# Clustering & Deduplication

- 🗺️ **Context**: we ingest data on circular economy actors from [multiple sources](https://data.ademe.fr/)
- 🔴 **Problem**: some actors are duplicated, polluting the user application
- 🟢 **Solution**: work to reduce duplicates and improve data consistency
- 🤔 **How**: see below

## ⚠️ Known limitations

- **We do not split children from an existing cluster**: our choice for now; we only want to add new children. To change this would require [CLUSTERING & DEDUP: re-cluster existing children](https://www.notion.so/CLUSTERING-DEDUP-re-clusteriser-les-enfants-existants-1956523d57d7801abe3bc132ec7e33b0?pvs=21).
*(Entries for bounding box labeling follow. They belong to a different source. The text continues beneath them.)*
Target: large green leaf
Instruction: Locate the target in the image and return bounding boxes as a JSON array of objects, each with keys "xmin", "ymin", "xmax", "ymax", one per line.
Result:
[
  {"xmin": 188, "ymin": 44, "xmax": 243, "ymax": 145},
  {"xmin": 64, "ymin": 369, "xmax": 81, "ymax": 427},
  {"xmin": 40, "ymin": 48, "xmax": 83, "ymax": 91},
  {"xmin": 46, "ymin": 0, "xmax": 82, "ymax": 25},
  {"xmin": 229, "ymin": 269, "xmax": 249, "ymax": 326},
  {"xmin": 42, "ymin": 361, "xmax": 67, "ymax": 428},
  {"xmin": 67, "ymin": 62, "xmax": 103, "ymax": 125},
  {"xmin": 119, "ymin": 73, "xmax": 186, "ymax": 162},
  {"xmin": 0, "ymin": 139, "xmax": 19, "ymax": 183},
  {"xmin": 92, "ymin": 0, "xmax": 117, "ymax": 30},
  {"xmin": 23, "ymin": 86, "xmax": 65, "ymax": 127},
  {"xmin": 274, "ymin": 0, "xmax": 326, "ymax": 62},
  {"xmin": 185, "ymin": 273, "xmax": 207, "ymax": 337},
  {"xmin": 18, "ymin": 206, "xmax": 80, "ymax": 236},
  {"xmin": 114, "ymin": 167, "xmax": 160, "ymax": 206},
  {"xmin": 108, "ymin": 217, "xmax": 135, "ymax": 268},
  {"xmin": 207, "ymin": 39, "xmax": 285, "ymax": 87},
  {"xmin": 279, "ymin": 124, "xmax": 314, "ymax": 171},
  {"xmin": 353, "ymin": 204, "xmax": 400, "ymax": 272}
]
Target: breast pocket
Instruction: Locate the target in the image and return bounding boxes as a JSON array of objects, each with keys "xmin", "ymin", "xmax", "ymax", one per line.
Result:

For now:
  - 🟢 **advantage**: no risk of damaging existing clusters
  - 🟠 **drawback**: no opportunity to re-cluster existing bad clusters

- **No child re-clustering = no child context**: consequence of the above; children do not have their data fetched or normalized, which can cause context issues, so we did https://github.com/incubateur-ademe/quefairedemesobjets/pull/1379 in the meantime

## 📜 Definition

- 📦 **Clustering:** the act of **grouping** actors by their **similarity**
- 1️⃣ **Deduplication**: turn a **cluster** into **a single actor** so there are **no more duplicates**
- 🎏 **Ideal final state of an actor**: we focus on actors with status=ACTIF (ACTIVE)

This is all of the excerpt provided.